Salutogene Informationen und Denkanstöße für ein neues Frauenbild 66 plus

Mutig in die neuen Zeiten …?

Ecclesia semper reformanda. Dieser Grundsatz (Augustinus von Hippo zugeschrieben, tatsächlich aber im Calvinismus verortet) wird üblicherweise mit „Die Kirche ist immer zu reformieren“ übersetzt. Ecclesia heißt aber eigentlich „Versammlung“ (im Sinne von aus ihren Häusern Herausgerufenen).

Aus systemtherapeutischer Sicht deutet dieser Erneuerungsaufruf auf die Notwendigkeit regelmäßiger Überprüfung, ob Regeln und Gewohnheiten noch funktional sind.

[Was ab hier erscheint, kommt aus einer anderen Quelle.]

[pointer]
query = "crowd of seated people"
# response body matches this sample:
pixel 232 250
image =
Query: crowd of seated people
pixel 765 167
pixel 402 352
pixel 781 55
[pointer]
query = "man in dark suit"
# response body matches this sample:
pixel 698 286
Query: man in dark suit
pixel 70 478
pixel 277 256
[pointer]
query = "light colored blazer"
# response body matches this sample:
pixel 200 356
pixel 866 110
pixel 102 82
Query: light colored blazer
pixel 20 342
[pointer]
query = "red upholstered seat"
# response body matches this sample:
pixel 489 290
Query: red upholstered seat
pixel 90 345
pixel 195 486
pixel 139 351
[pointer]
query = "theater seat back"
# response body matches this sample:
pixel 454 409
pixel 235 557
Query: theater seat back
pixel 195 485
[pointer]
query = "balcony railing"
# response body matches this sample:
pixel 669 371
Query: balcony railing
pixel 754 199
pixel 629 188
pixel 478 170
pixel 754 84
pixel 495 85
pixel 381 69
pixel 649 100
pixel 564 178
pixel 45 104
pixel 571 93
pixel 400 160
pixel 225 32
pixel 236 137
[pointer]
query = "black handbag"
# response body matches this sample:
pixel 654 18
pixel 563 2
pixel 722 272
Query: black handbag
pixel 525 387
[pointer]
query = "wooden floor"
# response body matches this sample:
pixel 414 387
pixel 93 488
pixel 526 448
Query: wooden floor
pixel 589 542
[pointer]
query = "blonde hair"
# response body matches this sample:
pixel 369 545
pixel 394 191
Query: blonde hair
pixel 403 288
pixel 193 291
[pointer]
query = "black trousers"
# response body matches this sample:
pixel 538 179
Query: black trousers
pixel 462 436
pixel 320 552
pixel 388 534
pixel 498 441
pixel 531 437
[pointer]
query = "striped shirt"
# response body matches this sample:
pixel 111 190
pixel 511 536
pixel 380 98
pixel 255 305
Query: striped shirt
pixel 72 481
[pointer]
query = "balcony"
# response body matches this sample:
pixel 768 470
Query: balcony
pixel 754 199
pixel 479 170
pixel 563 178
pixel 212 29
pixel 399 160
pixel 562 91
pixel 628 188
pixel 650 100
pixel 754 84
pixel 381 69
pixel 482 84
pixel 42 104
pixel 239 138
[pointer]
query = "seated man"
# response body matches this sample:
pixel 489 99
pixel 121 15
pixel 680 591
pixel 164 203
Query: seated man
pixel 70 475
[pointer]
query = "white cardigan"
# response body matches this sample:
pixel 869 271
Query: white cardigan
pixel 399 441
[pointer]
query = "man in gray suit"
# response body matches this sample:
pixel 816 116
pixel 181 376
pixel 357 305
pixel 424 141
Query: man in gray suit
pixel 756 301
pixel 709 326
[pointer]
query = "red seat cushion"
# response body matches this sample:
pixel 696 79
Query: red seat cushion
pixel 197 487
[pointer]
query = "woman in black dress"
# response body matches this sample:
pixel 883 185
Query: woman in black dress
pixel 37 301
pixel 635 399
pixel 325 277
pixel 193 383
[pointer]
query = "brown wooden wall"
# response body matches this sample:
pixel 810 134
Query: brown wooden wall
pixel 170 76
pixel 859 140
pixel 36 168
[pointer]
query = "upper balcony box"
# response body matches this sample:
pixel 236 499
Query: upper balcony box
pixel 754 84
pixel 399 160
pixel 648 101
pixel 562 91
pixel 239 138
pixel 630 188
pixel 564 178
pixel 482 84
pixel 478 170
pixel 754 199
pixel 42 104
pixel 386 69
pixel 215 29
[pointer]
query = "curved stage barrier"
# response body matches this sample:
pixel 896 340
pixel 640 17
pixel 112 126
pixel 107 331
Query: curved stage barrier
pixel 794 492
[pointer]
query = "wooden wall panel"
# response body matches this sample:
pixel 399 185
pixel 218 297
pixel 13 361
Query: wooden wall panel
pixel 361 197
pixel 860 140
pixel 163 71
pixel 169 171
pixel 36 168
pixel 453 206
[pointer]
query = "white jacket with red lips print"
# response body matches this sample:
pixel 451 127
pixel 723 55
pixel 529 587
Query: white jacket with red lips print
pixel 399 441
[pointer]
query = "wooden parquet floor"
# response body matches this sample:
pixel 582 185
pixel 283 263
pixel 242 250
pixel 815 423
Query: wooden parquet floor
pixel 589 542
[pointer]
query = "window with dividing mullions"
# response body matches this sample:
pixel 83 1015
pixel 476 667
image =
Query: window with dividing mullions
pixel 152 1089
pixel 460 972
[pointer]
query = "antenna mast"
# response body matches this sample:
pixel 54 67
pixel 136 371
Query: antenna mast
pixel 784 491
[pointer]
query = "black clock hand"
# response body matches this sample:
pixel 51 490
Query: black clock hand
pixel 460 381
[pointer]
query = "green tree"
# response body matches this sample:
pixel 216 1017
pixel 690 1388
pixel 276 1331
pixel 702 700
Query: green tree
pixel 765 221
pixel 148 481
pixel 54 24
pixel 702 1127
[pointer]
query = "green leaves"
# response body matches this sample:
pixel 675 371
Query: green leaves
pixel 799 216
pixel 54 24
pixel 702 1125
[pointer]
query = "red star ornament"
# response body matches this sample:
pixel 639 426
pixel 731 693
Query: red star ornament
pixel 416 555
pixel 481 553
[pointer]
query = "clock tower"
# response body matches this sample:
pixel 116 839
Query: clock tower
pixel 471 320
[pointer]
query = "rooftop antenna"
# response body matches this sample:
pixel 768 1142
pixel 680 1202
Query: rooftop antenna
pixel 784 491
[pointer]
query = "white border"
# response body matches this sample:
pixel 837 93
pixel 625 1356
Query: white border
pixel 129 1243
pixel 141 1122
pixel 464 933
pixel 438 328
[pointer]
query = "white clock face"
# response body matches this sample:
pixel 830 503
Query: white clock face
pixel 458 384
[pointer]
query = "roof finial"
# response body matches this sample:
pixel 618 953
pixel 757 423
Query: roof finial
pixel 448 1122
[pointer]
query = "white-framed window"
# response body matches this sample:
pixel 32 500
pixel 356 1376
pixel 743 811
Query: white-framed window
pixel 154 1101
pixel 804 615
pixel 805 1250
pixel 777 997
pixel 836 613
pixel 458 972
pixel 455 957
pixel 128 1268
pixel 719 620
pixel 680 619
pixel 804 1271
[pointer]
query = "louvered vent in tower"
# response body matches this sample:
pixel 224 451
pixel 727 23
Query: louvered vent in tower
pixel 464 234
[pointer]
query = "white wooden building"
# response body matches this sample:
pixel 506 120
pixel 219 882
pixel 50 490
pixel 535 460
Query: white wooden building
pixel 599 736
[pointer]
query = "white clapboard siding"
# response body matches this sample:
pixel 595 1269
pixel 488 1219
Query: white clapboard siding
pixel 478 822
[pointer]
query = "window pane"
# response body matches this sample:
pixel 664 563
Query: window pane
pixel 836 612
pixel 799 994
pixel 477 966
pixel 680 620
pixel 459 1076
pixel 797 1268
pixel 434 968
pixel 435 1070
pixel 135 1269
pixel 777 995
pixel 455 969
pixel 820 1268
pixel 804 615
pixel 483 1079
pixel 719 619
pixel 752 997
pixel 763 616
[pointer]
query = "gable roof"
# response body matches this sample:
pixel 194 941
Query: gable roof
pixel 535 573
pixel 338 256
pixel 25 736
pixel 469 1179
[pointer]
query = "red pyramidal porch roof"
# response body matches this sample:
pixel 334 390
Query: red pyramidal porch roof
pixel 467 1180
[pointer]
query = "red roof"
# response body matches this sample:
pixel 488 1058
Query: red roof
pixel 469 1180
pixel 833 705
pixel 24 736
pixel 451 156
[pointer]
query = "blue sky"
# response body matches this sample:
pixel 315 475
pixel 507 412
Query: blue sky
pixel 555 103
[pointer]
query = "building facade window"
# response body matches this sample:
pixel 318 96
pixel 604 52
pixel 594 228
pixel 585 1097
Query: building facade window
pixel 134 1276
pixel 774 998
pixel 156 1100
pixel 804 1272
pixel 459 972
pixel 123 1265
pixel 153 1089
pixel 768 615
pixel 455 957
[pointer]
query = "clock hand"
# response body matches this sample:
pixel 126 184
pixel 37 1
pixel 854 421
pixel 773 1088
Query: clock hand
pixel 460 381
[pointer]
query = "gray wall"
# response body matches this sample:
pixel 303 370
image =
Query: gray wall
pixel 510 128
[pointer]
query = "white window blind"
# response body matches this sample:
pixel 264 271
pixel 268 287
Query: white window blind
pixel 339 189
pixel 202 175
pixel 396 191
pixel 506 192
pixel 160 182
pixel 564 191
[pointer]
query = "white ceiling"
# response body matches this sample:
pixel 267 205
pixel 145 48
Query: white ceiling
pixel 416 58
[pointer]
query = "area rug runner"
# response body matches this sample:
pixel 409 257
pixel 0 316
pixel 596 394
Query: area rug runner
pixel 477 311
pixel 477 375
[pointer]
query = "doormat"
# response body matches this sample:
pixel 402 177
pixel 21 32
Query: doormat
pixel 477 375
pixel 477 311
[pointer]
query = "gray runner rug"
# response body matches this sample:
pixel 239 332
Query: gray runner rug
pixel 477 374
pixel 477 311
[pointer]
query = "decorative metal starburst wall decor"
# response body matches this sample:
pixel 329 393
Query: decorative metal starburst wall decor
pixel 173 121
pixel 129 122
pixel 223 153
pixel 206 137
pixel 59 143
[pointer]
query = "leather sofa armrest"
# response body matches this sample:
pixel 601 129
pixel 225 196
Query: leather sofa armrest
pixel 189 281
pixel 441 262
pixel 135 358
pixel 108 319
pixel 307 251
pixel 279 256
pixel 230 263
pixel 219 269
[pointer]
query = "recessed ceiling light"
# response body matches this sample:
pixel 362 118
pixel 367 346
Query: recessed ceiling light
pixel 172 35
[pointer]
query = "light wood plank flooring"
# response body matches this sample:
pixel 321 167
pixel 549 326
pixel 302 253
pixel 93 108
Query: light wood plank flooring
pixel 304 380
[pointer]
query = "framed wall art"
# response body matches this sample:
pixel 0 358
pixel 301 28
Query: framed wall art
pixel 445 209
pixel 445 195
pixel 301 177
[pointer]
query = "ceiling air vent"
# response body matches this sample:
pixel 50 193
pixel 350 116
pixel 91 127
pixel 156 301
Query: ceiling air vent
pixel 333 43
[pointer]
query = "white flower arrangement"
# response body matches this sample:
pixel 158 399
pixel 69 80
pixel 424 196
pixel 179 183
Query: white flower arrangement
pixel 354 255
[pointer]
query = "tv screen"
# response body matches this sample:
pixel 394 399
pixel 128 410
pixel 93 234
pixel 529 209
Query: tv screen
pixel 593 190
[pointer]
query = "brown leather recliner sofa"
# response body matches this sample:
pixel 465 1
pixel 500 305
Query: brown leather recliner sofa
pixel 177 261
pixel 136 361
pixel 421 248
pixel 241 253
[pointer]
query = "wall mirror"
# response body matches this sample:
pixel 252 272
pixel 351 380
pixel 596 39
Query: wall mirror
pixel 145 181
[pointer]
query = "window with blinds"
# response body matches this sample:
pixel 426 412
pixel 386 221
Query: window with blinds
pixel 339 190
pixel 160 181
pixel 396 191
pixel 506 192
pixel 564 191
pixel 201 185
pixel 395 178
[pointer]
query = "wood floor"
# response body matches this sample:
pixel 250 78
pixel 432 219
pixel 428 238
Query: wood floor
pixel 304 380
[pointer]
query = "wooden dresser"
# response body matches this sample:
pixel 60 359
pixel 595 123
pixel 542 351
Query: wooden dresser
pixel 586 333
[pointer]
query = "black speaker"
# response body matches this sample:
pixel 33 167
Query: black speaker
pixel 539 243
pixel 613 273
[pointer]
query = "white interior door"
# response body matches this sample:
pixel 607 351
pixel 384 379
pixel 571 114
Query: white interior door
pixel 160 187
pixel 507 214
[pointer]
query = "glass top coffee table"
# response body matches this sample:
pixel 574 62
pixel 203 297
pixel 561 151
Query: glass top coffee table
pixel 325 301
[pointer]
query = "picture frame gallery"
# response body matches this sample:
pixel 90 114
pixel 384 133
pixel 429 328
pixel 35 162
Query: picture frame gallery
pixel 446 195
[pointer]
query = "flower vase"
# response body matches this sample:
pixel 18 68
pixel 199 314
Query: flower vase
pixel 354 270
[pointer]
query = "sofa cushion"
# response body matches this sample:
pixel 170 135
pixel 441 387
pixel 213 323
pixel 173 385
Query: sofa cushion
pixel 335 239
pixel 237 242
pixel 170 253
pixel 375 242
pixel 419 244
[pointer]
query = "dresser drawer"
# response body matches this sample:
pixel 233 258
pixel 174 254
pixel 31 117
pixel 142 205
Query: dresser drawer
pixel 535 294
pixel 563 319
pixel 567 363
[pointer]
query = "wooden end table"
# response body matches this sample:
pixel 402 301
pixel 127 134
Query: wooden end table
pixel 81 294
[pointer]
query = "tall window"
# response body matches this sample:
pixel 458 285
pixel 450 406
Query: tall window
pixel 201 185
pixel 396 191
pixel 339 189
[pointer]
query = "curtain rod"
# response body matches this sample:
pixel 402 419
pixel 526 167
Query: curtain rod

In der systemischen Familientherapie wird etwa das stolze Wort einer Mutter „Ich habe mein Kind noch nie allein gelassen!“ sofort mit der Frage nach dem Alter des Kindes beantwortet: Was für ein Baby im ersten Lebensjahr ein (unerreichbares, denn Mutter muss ja auch mal auf die Toilette) hohes Ideal skizziert, erweist sich ein paar Jahre später bereits als massive Behinderung der Selbstentwicklung des Nachwuchses.

Die Frage, die sich immer stellt und stellen sollte, lautet also:
Was ist das jeweils konkrete Ziel und danach, mit welchen Methoden kann man es erreichen.